Pay Attention to Labels
Take a look at the list of ingredients of popular prepackaged lunches. Can you even pronounce half the words? A good rule of thumb is that if you can’t pronounce it, you probably should not eat it!
Use Real Food
Why not take 5 minutes and make a homemade sandwich with real meat (preferably organic), real cheese (not processed and packed with chemicals), and maybe even some fresh veggies on it. Use natural, whole grain bread. Keep an eye out for brands that have no high fructose corn syrup as well. Some brands label this on the front of the package, easy to find.
There are many choices for sides. You can throw in some natural yogurt, dried fruit, carrot sticks, grapes, apple slices, or natural apple sauce. You can make it fun and make “Ants on a Log." Just take celery sticks, spread some peanut butter on them, and top with raisins. If your kids enjoy chips, then try some healthy versions. My kids love “Pop” chips and “Veggie” chips. There are many types of veggie chips, sweet potato chips, and natural corn chips. You can even find them in bulk at "big box" stores!
There are also many brands of tasty, natural peanut butter. Pack a container of peanut butter to dip fresh fruit in. If your child does not like sandwiches, throw in a natural cheese stick, fruit, yogurt, peanut butter, and crackers. Send them with leftovers from your home cooked meal from the night before.

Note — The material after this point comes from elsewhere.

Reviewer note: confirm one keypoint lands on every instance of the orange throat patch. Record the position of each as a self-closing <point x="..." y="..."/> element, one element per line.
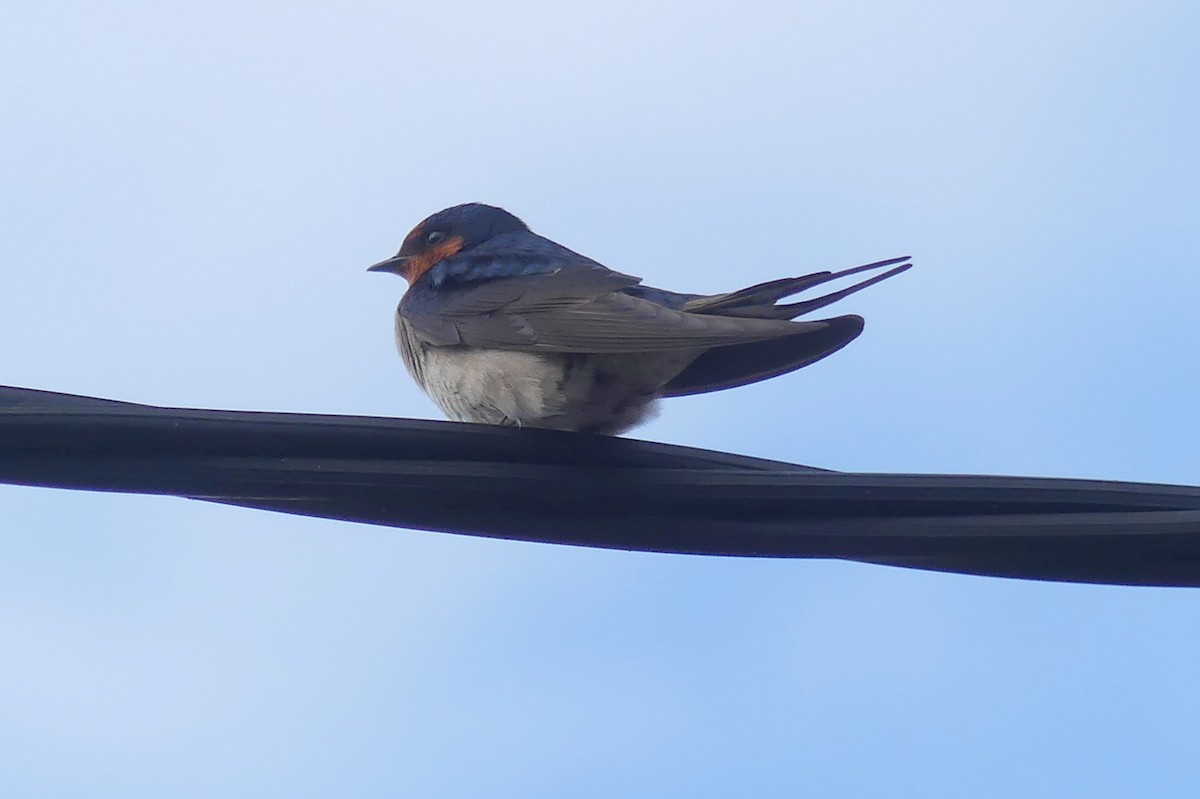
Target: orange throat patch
<point x="418" y="265"/>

There are also many options for healthy drinks. You can make it easy and fill a water bottle for them. I like the “Honest Kids” drinks. They have grape, fruit punch, and lemonade. They are natural, with no high fructose corn syrup.
They Are Worth It!
Know what your kids are eating! Don’t give in to convenience. Take the time to care for your kids. They are worth it! Plus, they will have more energy and perform better at school when they eat natural, healthy foods. Avoid the crazy sugar crashes that make them feel bad and moody. If it helps, make it the night before to avoid the morning rush.